I'm programming in SML, trying to take a string and make all the characters capitalized. I'm new to SML and functional programming in general, and I can't quite get the types to match. My code looks like this:
fun allCaps (str) =
let val ex = explode(str)
in
let fun toCaps (acc, nil: char list) = acc
| toCaps (acc, h::t: char list) = toCaps ((acc::t), [Char.toUpper(h)])
in
toCaps(ex, []:char list)
end
end;
The interpreter is giving me the error
Error: operator and operand don't agree [tycon mismatch]
operator domain: char * char list
operand: char list * char list
in expression:
toCaps (acc :: t,Char.toUpper h :: nil)
...
toCaps (nil: char list,ex)
which makes no sense to me, because it looks very explicit in the function that it is dealing with lists the entire time. Regardless, how do I initialize an empty char type to get the types matching?
trying to take a string and make all the characters capitalized
To convert a string to uppercase,
- val allCaps = String.map Char.toUpper;
- allCaps "Hello World!";
> val it = "HELLO WORLD!" : string
For some general feedback on your code,
(Logical error) toCaps
takes two arguments, (1) the exploded string, and (2) an empty list. But you call the exploded string acc
and pattern match against nil
/h::t
on the empty list; you probably want it the other way around.
(Type error) You write toCaps ((acc::t), ...)
, which means putting acc
, a list, in front of t
, another list. But acc
is itself a list of the same kind as t
; lists can only contain elements of the same kind, so they can't contain elements of their own type.
You don't need to nest let-expressions; one let-expression can have multiple declarations:
fun allCaps s =
let val L = explode s
fun toCaps ...
in ... end
You don't need type annotations unless it improves clarity; the compiler will infer the type.
Converting a string to a list of chars, recursing over that list, and converting the list back to a string, is inefficient but a good learning exercise in list recursion.
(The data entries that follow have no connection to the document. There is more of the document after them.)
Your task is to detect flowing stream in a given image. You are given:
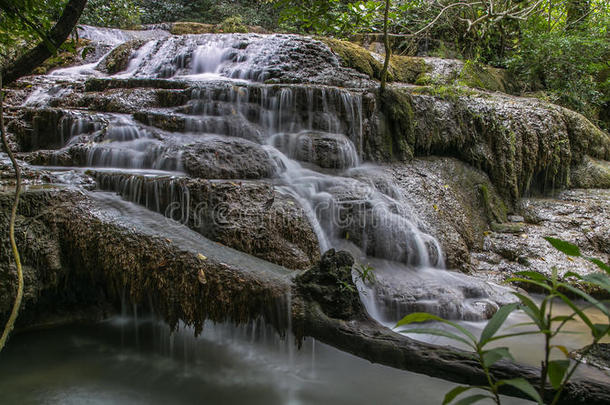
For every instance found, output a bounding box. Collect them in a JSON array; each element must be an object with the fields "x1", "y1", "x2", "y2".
[{"x1": 0, "y1": 27, "x2": 604, "y2": 404}]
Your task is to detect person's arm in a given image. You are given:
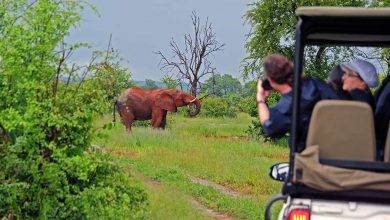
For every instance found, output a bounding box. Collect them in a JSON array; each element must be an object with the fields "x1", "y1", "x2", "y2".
[{"x1": 256, "y1": 80, "x2": 269, "y2": 125}]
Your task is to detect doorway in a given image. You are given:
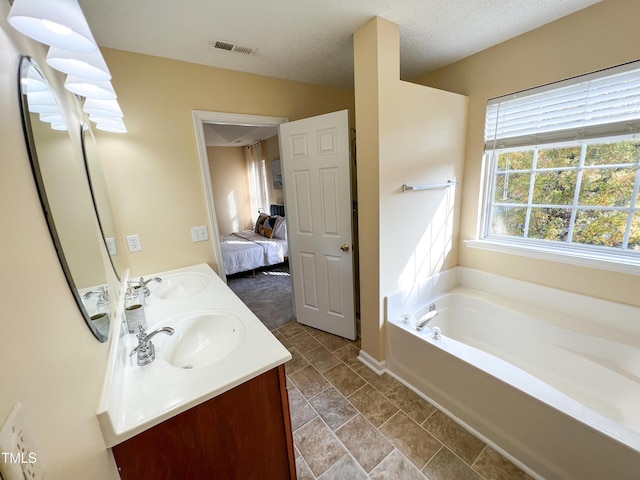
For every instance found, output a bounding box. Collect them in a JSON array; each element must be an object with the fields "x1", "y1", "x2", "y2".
[{"x1": 193, "y1": 111, "x2": 295, "y2": 329}]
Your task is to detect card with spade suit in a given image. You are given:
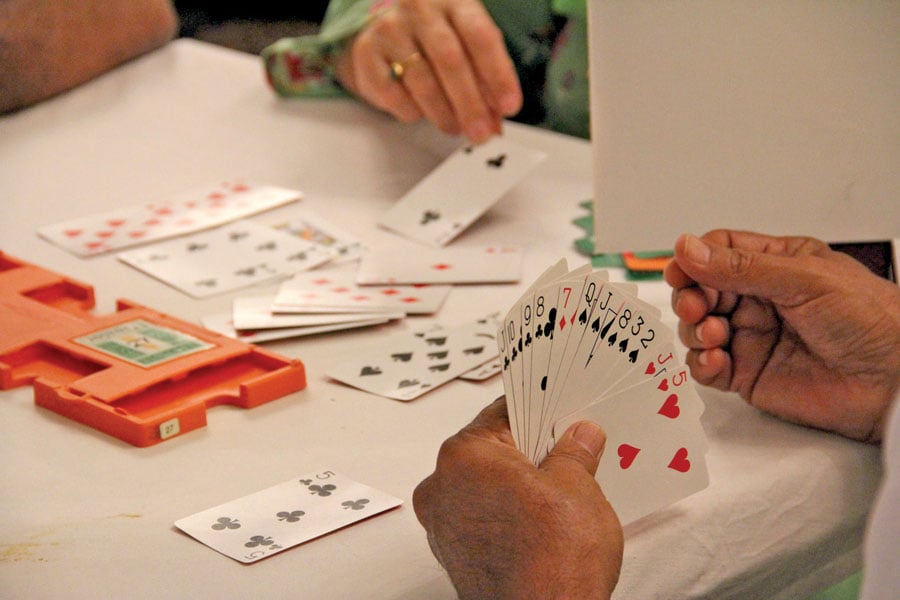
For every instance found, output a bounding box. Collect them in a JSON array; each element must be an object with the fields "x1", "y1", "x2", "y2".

Here's a revised version of your code:
fun allCaps s =
let fun upper (c::cs) = Char.toUpper c :: upper cs
| upper [] = []
in implode (upper (explode s)) end
This function isn't tail-recursive; for very long strings, upper
's calls to itself might eventually exhaust stack memory. You can avoid this by only making tail-calls and by keeping the accumulated result in heap memory by using a function argument as temporary storage:
fun allCaps s =
let fun upper (c::cs, acc) = upper (cs, Char.toUpper c :: acc)
| upper ([], acc) = rev acc
in implode (upper (explode s, [])) end
The drawback is that when you push the first character from c::cs
into the front of acc
, they end up in reverse order and you need to reverse the result again before imploding it.
Either way, the string-only solution presented at the top uses less memory because it only needs to create a single string the same size as the input and loop over the indices of the input string.